We can observe the relationship in two places in the table. The most obvious is in the chi-square value computed for each cell. We observe that the cells "blue and cherry", "red and cherry" and "blue and raspberry" were those where the number of expected respondents were greater (or less) than expected. We further note that when we examine the expected and observed frequencies, the "red and cherry" and "blue and raspberry" frequencies were fewer than expected, while "blue and cherry" had more than expected.
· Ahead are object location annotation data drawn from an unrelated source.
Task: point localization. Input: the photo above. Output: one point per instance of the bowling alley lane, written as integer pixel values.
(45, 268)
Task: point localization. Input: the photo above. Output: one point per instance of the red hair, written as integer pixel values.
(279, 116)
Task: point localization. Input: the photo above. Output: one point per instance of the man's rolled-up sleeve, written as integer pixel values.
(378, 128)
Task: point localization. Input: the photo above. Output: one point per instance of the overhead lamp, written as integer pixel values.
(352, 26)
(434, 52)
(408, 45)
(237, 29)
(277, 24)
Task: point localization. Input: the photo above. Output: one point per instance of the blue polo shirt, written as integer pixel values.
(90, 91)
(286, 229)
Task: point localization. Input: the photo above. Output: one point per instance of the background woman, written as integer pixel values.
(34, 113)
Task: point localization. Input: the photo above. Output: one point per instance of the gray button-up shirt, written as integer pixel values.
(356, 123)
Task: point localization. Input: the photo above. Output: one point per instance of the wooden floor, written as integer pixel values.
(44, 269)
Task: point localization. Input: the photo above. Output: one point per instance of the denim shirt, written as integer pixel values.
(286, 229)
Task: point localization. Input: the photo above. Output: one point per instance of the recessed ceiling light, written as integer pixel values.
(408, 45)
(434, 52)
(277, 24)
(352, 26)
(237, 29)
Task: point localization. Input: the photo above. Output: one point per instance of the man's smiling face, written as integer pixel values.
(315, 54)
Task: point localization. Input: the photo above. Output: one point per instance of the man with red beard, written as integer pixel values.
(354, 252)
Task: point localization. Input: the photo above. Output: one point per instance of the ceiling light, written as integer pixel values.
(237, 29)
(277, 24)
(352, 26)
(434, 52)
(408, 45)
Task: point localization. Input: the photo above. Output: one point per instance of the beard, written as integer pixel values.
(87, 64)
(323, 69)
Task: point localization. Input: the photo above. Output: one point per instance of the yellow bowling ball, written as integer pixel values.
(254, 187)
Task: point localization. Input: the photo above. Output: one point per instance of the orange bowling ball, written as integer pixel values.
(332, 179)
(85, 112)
Because the cell chi-square and the expected values are often not displayed, these same relationships can be observed by comparing the column total percent to the cell percent (of the row total). In cell "Blue and Cherry" we would compare 41.11% with 64.71% and observe that more respondents preferred "Blue and Cherry" than expected.
Caution is urged when interpreting relationships found in any statistical analysis. We often desire to "explain" or conclude "causality" from analyses and data not designed or that do not have the power to support such conclusions. In the current table we observe that "Blue and Cherry" was the most frequently observed combination of color and flavor preference. However we must be careful in concluding that a "Blue Cherry" drink would be a success... or that color preference may "cause" flavor preference. Blue and Cherry are the most preferred Colors and Flavors, but are most likely totally independent taste and flavor concepts that have no other relationship.